Aging and HIV
By the end 2015 more than half of all people living with the HIV virus in the United States will be older than 50 years. A good number of people will simply live much longer with HIV, and that is a good thing. Many, however, will contract HIV when they are over 50 years old, and their health needs will be different from someone who tested positive at a younger age. What's more, research shows' increasingly that the diseases that usually attack HIV-negative people in their 60 and 70 years, occur in people with HIV in their 40 and 50 years. These concerns have taken the issue of aging with HIV to the center of the stage.
Now one of the biggest unanswered questions is why this is occurring. There is no doubt that many age-related diseases and conditions are appearing at higher rates and at younger ages in people with HIV compared to HIV-negative patients; heart attacks, bone fractures, kidney disease or certain types of cancer, and the rates of such conditions in people with HIV are alarming.
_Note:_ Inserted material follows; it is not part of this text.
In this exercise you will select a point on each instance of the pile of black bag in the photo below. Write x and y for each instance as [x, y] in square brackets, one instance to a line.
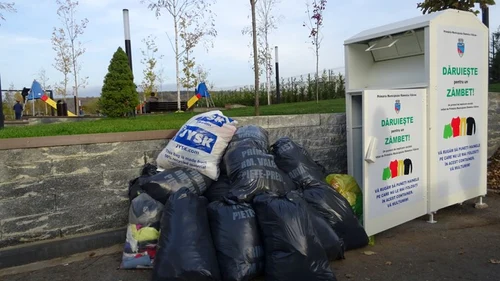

What was not clear, however, is how HIV contributes to these conditions, as explained by other factors (such as smoking, HIV / AIDS drugs and co-infection with other viruses) and what to do in relation to them.
Researchers are working hard to answer these questions, but in the meantime, this lesson is designed to explain:
- How does aging work in a general sense?
- What do we know about HIV / AIDS and the aging process?
- What measures can be taken to reduce the risk of aging-related diseases, and
- What are the types of experimental treatments that are on the horizon?
The good news is that most people who are HIV positive can do a lot to slow down the aging process and protect against the onset of age-related diseases. Before you get to that, however, it is important to understand how aging works in the first place.
What is aging, and why do we become sick as we get older?
When we think of someone as "old," we tend to think that the person who has lived a certain number of years: 70, 80, 100 is old.
For the National Institute of Aging, however, the focus is not on how long someone has lived, but on the inevitable decline in physical fitness and health, which occurs when a person reaches a later stage of life. But aging researchers are not geared toward the small changes that come with age, gray hair and wrinkled skin.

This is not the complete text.